Art total ou cinéma meringue, la dispute Guadagniniesque ne sera sans doute jamais fini. Il est donc d’autant plus amusant de voir le réalisateur de Call me by your name se détourner subitement de ses étreintes bourgeoises pour embrasser le white trash: pour son premier film aux États-Unis, le voilà à se rouler dans la paille, taper à la porte des caravanes et voler au-dessus des plaines désertiques. Un peu comme Jean-Michel craquant pour une Harley Davidson pour fêter ses 50 piges, on regarde cette saute d’humeur d’un œil avisé. Pour son road-movie avec de la poussière entre les dents et du sang séché sur les lèvres, Luca pioche: il y a du Wim Wenders, du Dennis Hopper, du Aux frontières de l’aube, de La Balade Sauvage… Un Trouble Every day sur la route, se grimant en faux Twilight et en vraie anomalie de studio: luttant tant bien que mal contre de féroces instincts cannibales, la jeune Maren (Taylor Russell) part en quête de sa mère et voit son chemin croiser celui d’un autre amateur de chair fraîche, Lee (cette brindille de Timothée Chalumeau), avec qui elle accepte de sillonner l’Amérique profonde. Ensemble, ils vont se questionner face à des dilemmes moraux très proches de leurs cousins vampires (manger qui? Manger quoi? Se dissimuler ou vivre au grand jour?) et tenter se trouver une place en ce monde malgré un régime encombrant.

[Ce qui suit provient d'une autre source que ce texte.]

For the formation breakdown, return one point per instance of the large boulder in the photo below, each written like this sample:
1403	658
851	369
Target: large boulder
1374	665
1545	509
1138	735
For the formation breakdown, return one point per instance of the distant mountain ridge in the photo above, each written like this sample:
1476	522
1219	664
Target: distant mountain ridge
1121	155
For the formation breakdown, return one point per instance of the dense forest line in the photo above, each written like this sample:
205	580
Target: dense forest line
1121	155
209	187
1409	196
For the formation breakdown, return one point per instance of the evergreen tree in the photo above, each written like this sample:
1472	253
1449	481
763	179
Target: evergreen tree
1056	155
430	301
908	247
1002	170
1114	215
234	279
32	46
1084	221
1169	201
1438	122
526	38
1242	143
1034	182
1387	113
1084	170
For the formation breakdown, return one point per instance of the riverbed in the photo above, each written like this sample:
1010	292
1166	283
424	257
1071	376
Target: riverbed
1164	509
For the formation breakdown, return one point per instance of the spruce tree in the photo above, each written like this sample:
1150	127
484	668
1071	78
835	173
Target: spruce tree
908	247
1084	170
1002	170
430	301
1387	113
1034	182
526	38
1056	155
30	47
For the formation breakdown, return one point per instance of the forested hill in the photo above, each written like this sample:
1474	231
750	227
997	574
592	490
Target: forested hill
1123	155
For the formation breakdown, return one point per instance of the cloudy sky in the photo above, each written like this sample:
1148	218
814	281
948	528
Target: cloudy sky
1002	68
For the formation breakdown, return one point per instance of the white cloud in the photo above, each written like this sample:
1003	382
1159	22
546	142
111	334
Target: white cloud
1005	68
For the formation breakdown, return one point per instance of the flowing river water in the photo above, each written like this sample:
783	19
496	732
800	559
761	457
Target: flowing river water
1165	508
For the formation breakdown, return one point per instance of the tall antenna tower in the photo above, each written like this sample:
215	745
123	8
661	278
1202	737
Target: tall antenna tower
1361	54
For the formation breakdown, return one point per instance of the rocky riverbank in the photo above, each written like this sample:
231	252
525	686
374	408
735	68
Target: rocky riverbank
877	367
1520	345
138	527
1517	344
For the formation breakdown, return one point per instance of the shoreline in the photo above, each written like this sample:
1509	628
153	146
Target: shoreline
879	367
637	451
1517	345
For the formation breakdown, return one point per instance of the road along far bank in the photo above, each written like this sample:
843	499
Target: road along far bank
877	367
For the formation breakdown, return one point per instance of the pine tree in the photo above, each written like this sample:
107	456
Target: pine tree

Ce qui pourrait être a priori 100% déjà vu trouve un équilibre entre la pureté du couple vedette (on est même à la limite de l’amour courtois) et la barbarie de leur quotidien: les débordements trash de Suspiria montraient déjà que Guadagnino n’avait pas peur du genre, et, à nouveau, détourne rarement les yeux face à l’horreur (ou s’il le fait, les bruitages se relèvent aussi terribles que les images), avec des scènes de festins de fauves d’une crudité saisissante (on se souviendra longtemps de l’ouverture «croquante»). On aime aussi l’esquisse d’un lore de mystères et de rumeurs, avec ces «eaters» capable de se trouver par l’odorat, ce qui provoquera l’intrusion de camarades plus ou moins bien intentionnées, en particulier un Mark Rylance insoluble et inquiétant, ne quittant jamais un gigantesque grigri macabre dont on vous laisse la surprise. Mais au-delà de l’atmosphère saisissante, de ces années 80 au goût de rouille et de plastique (quelle joie de se prendre Atmosphere ou Your Silent Face dans la tronche) et de la capacité toujours fascinante de Guadagnino à créer de micro-instants qui hantent, on se demande bien au fond ce qu’il raconte au-delà de son attachement suspect et un peu surprenant pour les marginaux au fin fond du trou. Peut-être la sempiternelle métaphore de la marginalisation queer? Peut-être, oui. Bouleversante sur le papier, la conclusion loupe de peu ce que son auteur visait tant: l’acte d’amour suprême. N’empêche: ce drôle de film trotte dans la tête comme un cheval fou. J.M.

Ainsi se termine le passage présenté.